В этом смысле русской литературе повезло больше, чем русскому “изо”. И дело не в количестве признанных мировых гениев; еще неизвестно, кто кого переборет: Толстой с Достоевским и, скажем, Чехов с Набоковым — Кандинского, Шагала, Малевича и Кабакова — или наоборот. Несопоставим уровень институционального признания и самооценки. Русская литература уже больше ста лет входит в элиту национальных литератур Земли и так себя и чувствует (независимо от конкретных достижений на конкретных исторических этапах), а изобразительное искусство то, крутанувшись на шарнире авангардизма, гордо поменяет при коммунистах свой провинциальный статус на резервационный, “зазаборный”, то вновь, как в наши дни, опять же, торжествуя, вернет себе провинциальный.

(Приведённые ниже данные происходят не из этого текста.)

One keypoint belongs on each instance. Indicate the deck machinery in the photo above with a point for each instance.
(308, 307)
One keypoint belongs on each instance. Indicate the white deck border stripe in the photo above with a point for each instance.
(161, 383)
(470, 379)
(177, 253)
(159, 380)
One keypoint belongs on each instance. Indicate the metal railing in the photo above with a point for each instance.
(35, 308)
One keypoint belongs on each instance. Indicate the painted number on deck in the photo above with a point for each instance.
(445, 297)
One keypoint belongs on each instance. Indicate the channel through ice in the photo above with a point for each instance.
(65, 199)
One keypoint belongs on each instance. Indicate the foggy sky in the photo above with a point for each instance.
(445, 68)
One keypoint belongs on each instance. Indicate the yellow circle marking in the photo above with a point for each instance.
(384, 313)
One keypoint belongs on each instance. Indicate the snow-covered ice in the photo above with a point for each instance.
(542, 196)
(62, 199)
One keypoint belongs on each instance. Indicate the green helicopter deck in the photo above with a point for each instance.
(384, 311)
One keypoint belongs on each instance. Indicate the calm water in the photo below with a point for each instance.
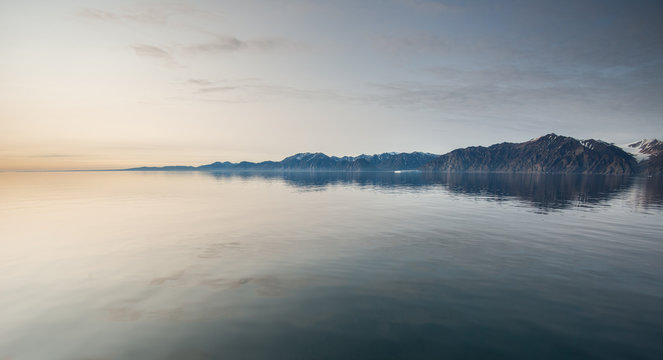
(151, 265)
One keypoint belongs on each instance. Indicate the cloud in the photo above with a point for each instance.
(98, 14)
(417, 42)
(147, 14)
(157, 53)
(151, 51)
(224, 43)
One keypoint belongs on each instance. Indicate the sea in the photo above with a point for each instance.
(329, 265)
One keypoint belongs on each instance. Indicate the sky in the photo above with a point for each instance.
(114, 84)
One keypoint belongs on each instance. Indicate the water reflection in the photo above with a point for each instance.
(541, 191)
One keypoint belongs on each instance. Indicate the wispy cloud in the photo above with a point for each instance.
(225, 43)
(157, 53)
(413, 43)
(151, 51)
(148, 14)
(98, 14)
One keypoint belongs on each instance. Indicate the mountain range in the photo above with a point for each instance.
(547, 154)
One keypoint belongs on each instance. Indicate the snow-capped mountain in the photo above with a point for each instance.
(550, 153)
(642, 150)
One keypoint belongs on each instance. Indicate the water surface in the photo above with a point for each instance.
(159, 265)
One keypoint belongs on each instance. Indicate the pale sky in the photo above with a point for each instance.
(113, 84)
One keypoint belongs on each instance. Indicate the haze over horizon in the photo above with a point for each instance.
(116, 84)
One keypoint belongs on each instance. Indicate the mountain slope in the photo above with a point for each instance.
(649, 153)
(548, 154)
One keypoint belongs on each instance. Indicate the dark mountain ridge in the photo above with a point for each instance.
(547, 154)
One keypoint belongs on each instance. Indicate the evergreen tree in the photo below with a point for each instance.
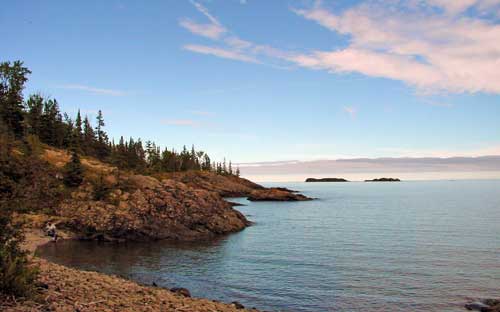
(34, 111)
(78, 130)
(102, 148)
(88, 137)
(73, 171)
(12, 80)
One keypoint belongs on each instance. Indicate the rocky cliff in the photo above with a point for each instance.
(232, 186)
(117, 205)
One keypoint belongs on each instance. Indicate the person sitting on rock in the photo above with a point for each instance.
(52, 231)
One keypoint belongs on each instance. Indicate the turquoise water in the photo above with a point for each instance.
(409, 246)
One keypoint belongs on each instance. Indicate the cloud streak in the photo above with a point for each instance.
(431, 45)
(220, 52)
(181, 122)
(431, 51)
(93, 90)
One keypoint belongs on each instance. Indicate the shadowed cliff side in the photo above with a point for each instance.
(233, 186)
(116, 205)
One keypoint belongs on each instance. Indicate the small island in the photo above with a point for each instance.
(326, 180)
(384, 180)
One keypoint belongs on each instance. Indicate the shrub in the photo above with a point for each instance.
(17, 277)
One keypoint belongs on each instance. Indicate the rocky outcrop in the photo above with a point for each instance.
(62, 289)
(326, 180)
(274, 194)
(150, 209)
(226, 186)
(232, 186)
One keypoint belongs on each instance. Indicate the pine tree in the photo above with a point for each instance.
(102, 148)
(34, 111)
(78, 130)
(73, 171)
(12, 80)
(88, 137)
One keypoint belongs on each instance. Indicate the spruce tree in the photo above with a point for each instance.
(12, 79)
(73, 171)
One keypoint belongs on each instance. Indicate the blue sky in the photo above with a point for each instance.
(272, 80)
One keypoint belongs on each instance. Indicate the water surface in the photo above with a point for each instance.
(409, 246)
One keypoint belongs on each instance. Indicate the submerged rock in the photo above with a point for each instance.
(274, 194)
(485, 305)
(238, 305)
(384, 180)
(181, 291)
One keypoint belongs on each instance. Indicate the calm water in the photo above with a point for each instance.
(409, 246)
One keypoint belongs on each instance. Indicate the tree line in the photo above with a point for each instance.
(40, 118)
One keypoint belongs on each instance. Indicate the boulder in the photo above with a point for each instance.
(181, 291)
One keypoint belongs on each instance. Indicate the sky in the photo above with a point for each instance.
(260, 81)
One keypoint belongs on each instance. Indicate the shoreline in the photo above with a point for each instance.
(68, 289)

Может, оттого, что все же большинство гениальных и просто больших писателей жили в основном на родине и писали по-русски и о русском, роняя лучи своей славы на национальную почву, а художественные гении в основном эмигрировали, как бы отрекаясь и от здешней масштабной шкалы, и от “русских березок” — предпочитая национальную идентификацию интернациональной.
Творчество Александра Стеффеса интересно скорее не как феномен, а как симптом. Перед нами типичный западный “салон-авангард” — и по стилевой вторичности (что, впрочем, свойственно постмодерну в целом), и по безупречному вкусу (то есть эксплуатации уже адаптированных культурой эстетических представлений), и по стандартному, “квартирному” размеру вещей (моя нью-йоркская галеристка, еще в самый разгар “русского бума” озабоченная проблемой реализации работ, при каждой встрече умоляла делать их “размером поменее”, что заодно означало и “ценою подешевле”). Интересно, что Стеффес создает свои квазииллюстрации в начале 90-х, в разгар рецессии, когда русский бум на Западе закончился, а русское, да и не только русское — вообще современное, так называемое “актуальное” искусство продавалось плохо. Да и вся новоявленная Россия со своими путчами вышла из моды и снова, в качестве правопреемницы СССР, стала лишь пугалом. В этой ситуации художник обращается к русской литературной классике XIX века, которая имеет устойчивый спрос и давно основательно вписалась в тамошние культурные алгоритмы. То есть перед нами та самая красота, которая перманентно спасает мир посредством постижения загадочной русской души, иррациональные метания которой (в отличие от аналогичных движений страны обитания этой души) находят стабильно сочувственный спрос у рационального Запада. К тому же западное искусство, особенно изобразительное, давно живет под колпаком постмодерна, с его табу на всякую там духовность, а именно этого добра в нашей литературе, как известно, всегда хватало. И, соответственно, апелляция к ней однозначно маркирует месседж художника и вызывает усиленное ответное сочувствие у зрителя. Дело не только в том, что ныне “духовке” в качестве запретного плода свойственна особая притягательность, но и в том, что существует объективная потребность организма культуры в пище такого рода. И именно данный плод во многих тамошних культурных диетах считается качественным, натуральным, если доставляется из наших садов, приготовляется на нашей кухне или по ее рецептам. Не случайно, например, Чингиз Айтматов, с его своеобразными трактовками духа и веры, приспособленными, казалось, специально к застойному “реальному социализму” и ментальности советской интеллигенции, теперь, когда интерес к его произведениям на родине упал, стал одним из любимейших писателей объединенного немецкого народа.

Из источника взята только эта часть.